The greedy algorithm will give vertex $1$ the first color. Then, it will give vertex $2$ the first color. Then, it will give vertex $3$ the second color (since it is adjacent to vertex $1$, which has the first color). Finally, it will give vertex $4$ the third color (since it is adjacent to vertices $2$ and $3$, which have the first two colors). So the greedy algorithm ends up $3$-coloring the path, even though a $2$-coloring exists (give vertices $1$ and $4$ the first color, and give vertices $2$ and $3$ the second color).


The graph coloring algorithm in the question modifies the greedy algorithm by putting some limits on it, and then adding some backtracking:

if (IsSafe(v, c))
{
   colors[v] = c;
   if (GraphColoringUtil(m, v + 1))
      return true;
   colors[v] = 0;
}

Here, we provisionally agree with the greedy algorithm to give vertex v the first color c we can - and call GraphColoringUtil recursively to continue on the rest of the graph. However, if the algorithm ever uses a color that exceeds the limit from the BPC and NCC rules, then it will refuse to accept that! The GraphColoringUtil call returns false, and we try the next color c+1 instead, and repeat until every vertex stays under the limits.

This seems like a great idea, but I have bad news.

Fact 1. Even left to itself, the greedy algorithm will never exceed the BPC limit: in a graph with less than $\binom{m+1}2$ edges, it will never give a vertex a color greater than $m$.
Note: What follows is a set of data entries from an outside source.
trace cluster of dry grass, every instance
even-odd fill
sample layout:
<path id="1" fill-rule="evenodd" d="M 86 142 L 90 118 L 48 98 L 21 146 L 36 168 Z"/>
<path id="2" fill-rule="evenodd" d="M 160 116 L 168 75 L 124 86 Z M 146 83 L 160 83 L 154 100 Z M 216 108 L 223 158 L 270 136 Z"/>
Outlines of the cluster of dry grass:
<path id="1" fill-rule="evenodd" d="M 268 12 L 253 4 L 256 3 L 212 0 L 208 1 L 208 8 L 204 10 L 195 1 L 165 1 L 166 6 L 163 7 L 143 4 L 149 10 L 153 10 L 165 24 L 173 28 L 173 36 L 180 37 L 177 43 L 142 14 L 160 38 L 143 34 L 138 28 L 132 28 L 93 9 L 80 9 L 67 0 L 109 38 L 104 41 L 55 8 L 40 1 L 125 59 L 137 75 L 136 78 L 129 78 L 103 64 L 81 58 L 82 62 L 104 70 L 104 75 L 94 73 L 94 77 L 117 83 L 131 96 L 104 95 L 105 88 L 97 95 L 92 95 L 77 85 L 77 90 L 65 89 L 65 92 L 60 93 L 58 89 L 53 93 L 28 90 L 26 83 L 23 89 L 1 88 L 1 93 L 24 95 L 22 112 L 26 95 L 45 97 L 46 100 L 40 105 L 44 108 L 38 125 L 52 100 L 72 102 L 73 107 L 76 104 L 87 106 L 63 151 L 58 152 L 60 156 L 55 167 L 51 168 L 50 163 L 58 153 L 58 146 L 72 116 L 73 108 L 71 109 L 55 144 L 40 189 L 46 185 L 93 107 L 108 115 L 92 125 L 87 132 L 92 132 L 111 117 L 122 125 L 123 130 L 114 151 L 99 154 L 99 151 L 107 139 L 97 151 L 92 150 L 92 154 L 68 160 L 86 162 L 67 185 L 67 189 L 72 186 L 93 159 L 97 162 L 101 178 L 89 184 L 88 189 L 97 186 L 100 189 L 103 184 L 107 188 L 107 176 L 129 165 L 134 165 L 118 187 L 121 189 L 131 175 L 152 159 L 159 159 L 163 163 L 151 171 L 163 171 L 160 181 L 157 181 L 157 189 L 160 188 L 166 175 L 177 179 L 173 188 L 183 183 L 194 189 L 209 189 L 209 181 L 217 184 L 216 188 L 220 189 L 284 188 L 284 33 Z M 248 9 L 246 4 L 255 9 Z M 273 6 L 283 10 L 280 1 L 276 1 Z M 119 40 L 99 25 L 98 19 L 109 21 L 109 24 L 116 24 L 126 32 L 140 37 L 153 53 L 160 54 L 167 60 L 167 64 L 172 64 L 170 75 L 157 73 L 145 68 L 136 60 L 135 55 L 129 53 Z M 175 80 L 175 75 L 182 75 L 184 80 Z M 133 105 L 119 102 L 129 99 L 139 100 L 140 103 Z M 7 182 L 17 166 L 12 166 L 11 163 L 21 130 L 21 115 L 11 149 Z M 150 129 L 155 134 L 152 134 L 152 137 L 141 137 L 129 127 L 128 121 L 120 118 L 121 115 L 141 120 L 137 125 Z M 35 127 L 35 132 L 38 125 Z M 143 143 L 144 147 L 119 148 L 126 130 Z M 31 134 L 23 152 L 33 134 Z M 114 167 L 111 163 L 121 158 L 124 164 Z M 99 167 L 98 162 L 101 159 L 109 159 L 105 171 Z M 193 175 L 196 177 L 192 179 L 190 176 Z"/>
Proof. We prove the contrapositive. Suppose that the greedy algorithm uses color $m+1$ at some point. In particular, the vertex that received color $m+1$ must have had neighbors already given colors $1$ through $m$, or else it would have used those colors. Therefore colors $1, 2, \dots, m+1$ all appear in the output on at least one vertex.

More generally, a vertex given color $k \le m+1$ must have had neighbors already given colors $1$ through $k-1$. In particular, for each pair $(j,k)$ with $1 \le j < k \le m+1$, the vertex given color $k$ must have a neighbor given color $j$. So for every such pair of colors $(j,k)$, the graph must have an edge with those colors on its endpoints. There are $\binom{m+1}{2}$ such pairs $(j,k)$, so the graph must have at least $\binom{m+1}{2}$ edges.

Fact 2. Even left to itself, the greedy algorithm will never exceed the NCC limit: a vertex with $d$ neighbors will never be given a color greater than $d+1$.

Proof. A vertex with $d$ neighbors will be given the first color that does not appear on its already-colored neighbors. This eliminates at most $d$ options, so at least one of the colors $1, 2, \dots, d+1$ will be valid.


As a result, the BPC and NCC computations do not affect the algorithm: they place upper bounds on the greedy algorithm that the greedy algorithm is already incapable of violating. Therefore the backtracking in the code snippet quoted above will never occur: GraphColoringUtil simply never returns false.

As a result, the algorithm is equivalent to the greedy algorithm, and suffers from the same problems: sometimes it gives a suboptimal coloring.